In the following days, more and more couch memes began popping up on social media. On Craigslist, a listing for “JD VANCE’S USED COUCH!!!” was posted for sale in San Francisco with plenty of nods to the original meme.

Screenshots of the Craigslist ad made its way back to X/Twitter and the whole thing continued to snowball.

Seems like pretty normal internet behavior

Yeah, pretty much the standard gross stuff you find online. But then things took a turn when the Associated Press tried to debunk the original claim.

The Associated Press really fact-checked the JD Vance and couch story?

Well, it tried. And now for a quick digression on how fact-checking works.

There’s actually a pretty standard process for fact-checking false claims and fake news. The AP provided an overview of its fact-checking standards in a 2017 memo from Vice President for Standards John Daniszewski which reads, in part:

Be sure we are right. Never state in a fact check anything of which we’re not certain.

Our ruling doesn’t have to be black and white. Statements can fall along a wide range of accuracy, and we don’t use a rigid rating scale to make our judgments. A statement can be false, exaggerated, a stretch, a selective use of data, partly or mostly true. We use the most apt description that’s supported by what we know.

That first point is especially important here, which makes sense. If you’re writing a fact-check, every claim must be 100 percent correct and therefore the claims themselves must be verifiable. There is no wiggle room anywhere in the story. Whatever grey area does exist must be fully explained.

The AP posted its fact check on the Vance/couch claims on Wednesday afternoon. By Thursday morning it was taken down, having seemingly failed to adhere to a key standard with its headline “No, JD Vance did not have sex with a couch”.

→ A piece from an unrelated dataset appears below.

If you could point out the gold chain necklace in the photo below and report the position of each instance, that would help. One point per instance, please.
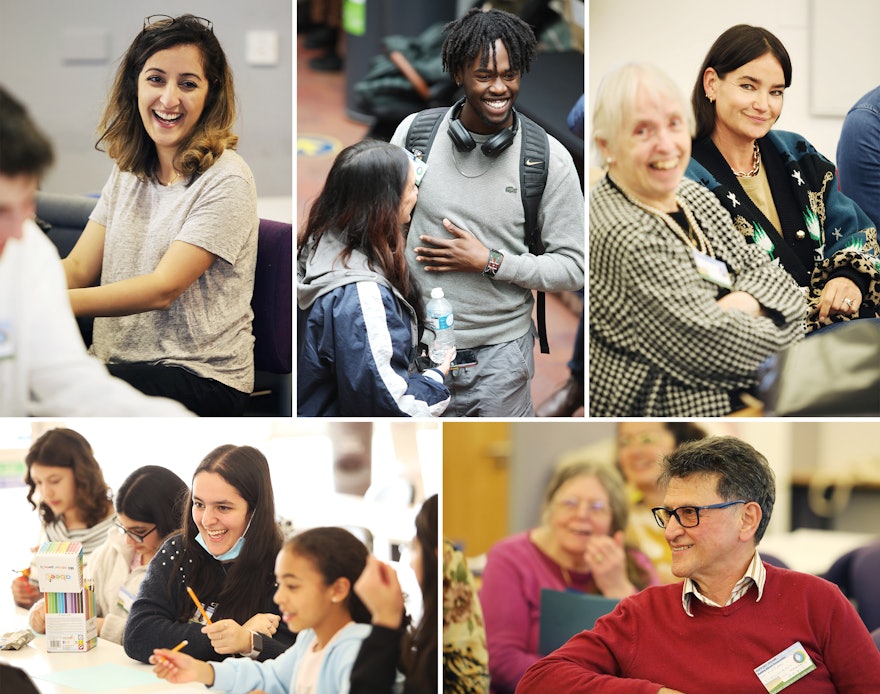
(696, 239)
(756, 167)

Get past the comical nature of the AP’s headline and you can instantly see what part of the problem is here. The AP has no way to be 100 percent certain of its claim. There is no possible way to verify it.

Now, the AP could’ve said Vance never wrote about any such incident in Hillbilly Elegy, but that isn’t what the headline claimed.

It’s a little bit like when you tell your friends about a trick shot you made with a basketball when no one was around to see it. Whether or not it happened isn’t worth debating because there’s no way to prove it.

That’s what happened here. And it’s partly why the story had to come down.

According to Semafor‘s Max Tani, the AP said the “story didn’t go through the wire service’s standard editing process” and they are looking into how it was published. Hopefully we hear more about what went wrong soon.

The AP story coming down just made the meme stronger, didn’t it?

Buddy, you already know it.

Whatever new life the meme gained when the AP first published its story kept building momentum after they took it down.

Now we’ve reached the point where you have a faction of the internet believing Vance actually had sectional relations because the AP removed the story, another faction who believes its all a giant conspiracy and everyone else in between who just keeps getting off more jokes at the absurdity of the whole situation.

So to answer the original question: did anything really happen?

Most likely not, but that’s between the cushions and Vance.